Earlier this summer, HCI Editor-in-Chief Mark Hagland interviewed Gigi Lipori, the University of Florida Health’s senior director for operational planning and analysis, and Erik Deumens, Ph.D., the University of Florida’s director of research computing, regarding the work that they and their colleagues are currently involved in around their organization’s participation in the creation and forward evolution of Internet2. Lipori and Deumens and their colleagues have been involved in a very exciting initiative along with leaders at 26 universities (and in some cases, the medical centers affiliated with those universities) that is opening up a whole new area of endeavor, as all those involved with Internet2 are working on developing new channels for communication and connectivity.
As its website indicates, the collaborative known as Internet2 encompasses more than 240 U.S. universities, 60 leading corporations, 70 government agencies, 38 regional and state education, networks, and “more than 100 research and education networking partners representing over 50 countries.” The website also notes that “Internet2 is an exceptional community of U.S. and international leaders in research, academia, industry, and government who create and collaborate via innovative technologies. Together, we accelerate research discovery, advance national and global education, and improve the delivery of public services. Our community touches nearly every major innovation that defines our modern digital lives, and we continue to define ‘what’s next.’”
Meanwhile, Hagland also spoke earlier this summer with Robert Vietzke, vice president, network services, at Internet 2, which has offices in Washington, D.C., Ann Arbor, Mich., and Emeryville, Calif. The West Hartford, Conn.-based Vietzke provided him with a broad overview of the strategic goals and objectives of the Internet2 initiative and collaborative. Below are excerpts from that interview.
Tell me about the origins of Internet2 as an initiative.
If you go back to the birth of the commercial internet, where the government agencies—the defense industry and the NSFNET, allowed the research network to spin out to be commercial, well, in this case, the leading research universities—26 of them—met in a basement room in Chicago, founded Internet2 to make sure there was always an organization available to build leading-edge Internet technologies that would always be a step ahead of the commercial Internet. And it’s not competitive with the commercial Internet; it’s actually creating new markets. The first meeting took place back in 1996, before I was personally involved.
What are the key pieces of the organization?
Let me start with people. One of the things we are that’s unique is that we’re a community-based organization. So our staff is very small, but the resources come from the universities. So we have fewer than 100 staff, but there are thousands of people at the leading universities who are absolutely a part of Internet2.
And our folks are struggling with how to move these very large data sets, as with genomics, around.
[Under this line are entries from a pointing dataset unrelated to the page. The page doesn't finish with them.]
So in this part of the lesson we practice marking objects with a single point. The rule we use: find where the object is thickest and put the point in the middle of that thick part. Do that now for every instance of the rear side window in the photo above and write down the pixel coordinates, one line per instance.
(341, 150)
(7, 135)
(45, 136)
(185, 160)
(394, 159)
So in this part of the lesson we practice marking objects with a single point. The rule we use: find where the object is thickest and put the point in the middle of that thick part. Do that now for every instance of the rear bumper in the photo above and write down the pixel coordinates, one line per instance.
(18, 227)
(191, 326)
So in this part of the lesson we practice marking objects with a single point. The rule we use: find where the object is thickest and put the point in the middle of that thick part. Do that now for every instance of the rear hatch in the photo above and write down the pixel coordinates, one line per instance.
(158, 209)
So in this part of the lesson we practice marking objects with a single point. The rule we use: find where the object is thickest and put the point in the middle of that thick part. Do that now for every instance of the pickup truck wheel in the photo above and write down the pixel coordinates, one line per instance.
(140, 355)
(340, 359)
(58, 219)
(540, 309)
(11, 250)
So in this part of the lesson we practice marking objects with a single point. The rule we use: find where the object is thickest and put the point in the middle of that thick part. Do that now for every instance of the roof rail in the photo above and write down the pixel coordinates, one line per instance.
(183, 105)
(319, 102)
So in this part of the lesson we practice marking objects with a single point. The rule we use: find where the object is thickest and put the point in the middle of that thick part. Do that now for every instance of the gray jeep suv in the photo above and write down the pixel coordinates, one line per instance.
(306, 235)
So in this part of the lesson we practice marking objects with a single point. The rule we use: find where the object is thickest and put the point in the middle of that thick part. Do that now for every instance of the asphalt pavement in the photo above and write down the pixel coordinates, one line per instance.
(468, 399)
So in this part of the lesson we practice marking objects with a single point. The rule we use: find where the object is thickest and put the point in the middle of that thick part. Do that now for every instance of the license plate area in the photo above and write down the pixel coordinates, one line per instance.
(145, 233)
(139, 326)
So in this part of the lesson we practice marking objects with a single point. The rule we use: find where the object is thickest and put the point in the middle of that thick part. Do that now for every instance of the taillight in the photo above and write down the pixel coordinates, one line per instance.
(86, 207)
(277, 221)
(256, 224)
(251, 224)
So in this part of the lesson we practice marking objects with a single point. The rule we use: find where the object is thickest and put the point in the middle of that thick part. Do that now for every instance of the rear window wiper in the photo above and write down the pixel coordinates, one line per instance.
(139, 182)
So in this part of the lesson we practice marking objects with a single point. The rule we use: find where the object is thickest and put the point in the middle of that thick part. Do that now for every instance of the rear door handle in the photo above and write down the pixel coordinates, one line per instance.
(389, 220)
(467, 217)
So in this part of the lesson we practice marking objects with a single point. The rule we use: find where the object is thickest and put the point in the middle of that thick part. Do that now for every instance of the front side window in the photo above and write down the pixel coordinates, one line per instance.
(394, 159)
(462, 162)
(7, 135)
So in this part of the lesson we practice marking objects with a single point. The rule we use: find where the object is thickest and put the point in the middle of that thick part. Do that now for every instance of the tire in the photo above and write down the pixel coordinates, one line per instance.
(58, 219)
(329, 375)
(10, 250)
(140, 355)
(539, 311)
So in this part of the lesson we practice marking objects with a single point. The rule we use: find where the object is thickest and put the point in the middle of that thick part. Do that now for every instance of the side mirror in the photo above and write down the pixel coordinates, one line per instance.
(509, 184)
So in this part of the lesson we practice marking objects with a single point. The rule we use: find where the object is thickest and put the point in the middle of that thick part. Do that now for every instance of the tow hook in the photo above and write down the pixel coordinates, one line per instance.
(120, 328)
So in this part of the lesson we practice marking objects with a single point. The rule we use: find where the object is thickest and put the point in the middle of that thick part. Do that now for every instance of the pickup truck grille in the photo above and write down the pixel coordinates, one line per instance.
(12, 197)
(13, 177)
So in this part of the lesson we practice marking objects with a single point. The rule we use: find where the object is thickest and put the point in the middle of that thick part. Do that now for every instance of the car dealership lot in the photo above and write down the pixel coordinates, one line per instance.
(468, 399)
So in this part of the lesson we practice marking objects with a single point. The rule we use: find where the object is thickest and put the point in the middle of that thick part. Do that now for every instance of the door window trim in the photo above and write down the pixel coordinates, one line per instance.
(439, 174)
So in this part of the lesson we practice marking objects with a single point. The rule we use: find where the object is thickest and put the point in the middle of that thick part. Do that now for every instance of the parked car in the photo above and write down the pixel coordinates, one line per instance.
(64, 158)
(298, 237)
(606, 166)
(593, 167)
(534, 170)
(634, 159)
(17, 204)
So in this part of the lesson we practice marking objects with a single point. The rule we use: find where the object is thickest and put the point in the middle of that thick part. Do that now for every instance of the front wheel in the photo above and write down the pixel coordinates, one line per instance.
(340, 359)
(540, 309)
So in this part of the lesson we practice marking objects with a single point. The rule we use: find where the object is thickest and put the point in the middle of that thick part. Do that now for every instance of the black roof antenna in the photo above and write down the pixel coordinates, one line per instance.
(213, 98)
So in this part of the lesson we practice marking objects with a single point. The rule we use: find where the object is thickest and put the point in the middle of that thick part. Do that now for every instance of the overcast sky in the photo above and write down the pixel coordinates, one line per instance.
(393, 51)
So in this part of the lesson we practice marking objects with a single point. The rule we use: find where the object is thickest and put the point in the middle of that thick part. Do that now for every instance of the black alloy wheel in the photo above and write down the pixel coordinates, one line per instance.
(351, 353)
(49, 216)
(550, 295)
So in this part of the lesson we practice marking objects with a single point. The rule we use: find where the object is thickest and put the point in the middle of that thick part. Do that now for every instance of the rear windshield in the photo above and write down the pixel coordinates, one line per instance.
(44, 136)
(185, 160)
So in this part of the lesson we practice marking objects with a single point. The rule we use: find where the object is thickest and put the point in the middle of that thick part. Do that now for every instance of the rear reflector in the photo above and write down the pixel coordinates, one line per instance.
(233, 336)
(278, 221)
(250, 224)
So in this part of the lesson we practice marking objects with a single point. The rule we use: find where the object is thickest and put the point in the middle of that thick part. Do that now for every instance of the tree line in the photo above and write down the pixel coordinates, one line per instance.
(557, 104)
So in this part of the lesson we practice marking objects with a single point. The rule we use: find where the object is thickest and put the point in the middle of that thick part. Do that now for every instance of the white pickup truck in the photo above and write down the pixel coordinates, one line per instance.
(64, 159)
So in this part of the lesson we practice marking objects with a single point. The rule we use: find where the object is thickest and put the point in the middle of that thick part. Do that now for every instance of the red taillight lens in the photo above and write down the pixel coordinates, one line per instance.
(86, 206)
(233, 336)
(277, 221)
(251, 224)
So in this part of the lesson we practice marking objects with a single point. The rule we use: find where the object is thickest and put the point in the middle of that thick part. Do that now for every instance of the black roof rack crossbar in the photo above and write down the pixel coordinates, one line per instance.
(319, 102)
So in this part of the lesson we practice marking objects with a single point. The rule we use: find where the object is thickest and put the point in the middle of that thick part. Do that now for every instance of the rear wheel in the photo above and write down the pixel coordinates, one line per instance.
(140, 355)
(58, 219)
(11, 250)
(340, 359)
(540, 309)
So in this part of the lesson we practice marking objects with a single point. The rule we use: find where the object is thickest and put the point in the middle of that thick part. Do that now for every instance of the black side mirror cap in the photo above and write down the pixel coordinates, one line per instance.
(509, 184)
So it’s a current challenge, not necessarily a future one.
Where are you at technologically right now with the initiative?
So, Internet2 has spent a lot of time thinking about what the key aspects are of supporting data-intensive science research, as opposed to supporting millions of consumers in the home. So we’ve spent a lot of time in the last couple of years thinking about, what is the platform? And what are the key aspects? And the University of Florida is on the leading edge in that regard. They’re the first to complete the three components in the innovation platform, as we call it; it’s really an enabling platform that allows an institution to participate with others in this. There are three elements to the platform: the first element is bandwidth abundance; we’re talking about 100 gigabits a second. Think about a home user: they’re thinking about megabits a second. The small clinical site is using dozens of megabits a second; a hospital is probably in the gigabit range. But if you’re moving these genomic data sets, you need a much higher bandwidth. Think about what’s happened with our home voice calls, right? Most of us no longer pay per minute. And for the most part, we’re uncapped in terms of data use in the way we use data online, as consumers.
The second element involves being intentional about using data in your network. We call it “science DMZ” [demilitarized zone]; or, support for data-intensive science. This is really about security, and the realization that network security is critically important, especially in the healthcare environment, right? But most of the security has been about protecting millions of small flows online. But the support for these big data flows is very different. You can’t think of everything as one class of science, you’ve got to think differently.
Erik Deumens was talking about the functional need to not have to inspect every data packet.
I’m really rather agnostic about that issue, but these big data flows—you’ve got to be intentional about the way you architect your security regime, to make sure that you look at your own campus’s data flows and security protocols and make sure the big flows are treated differently from little data packets.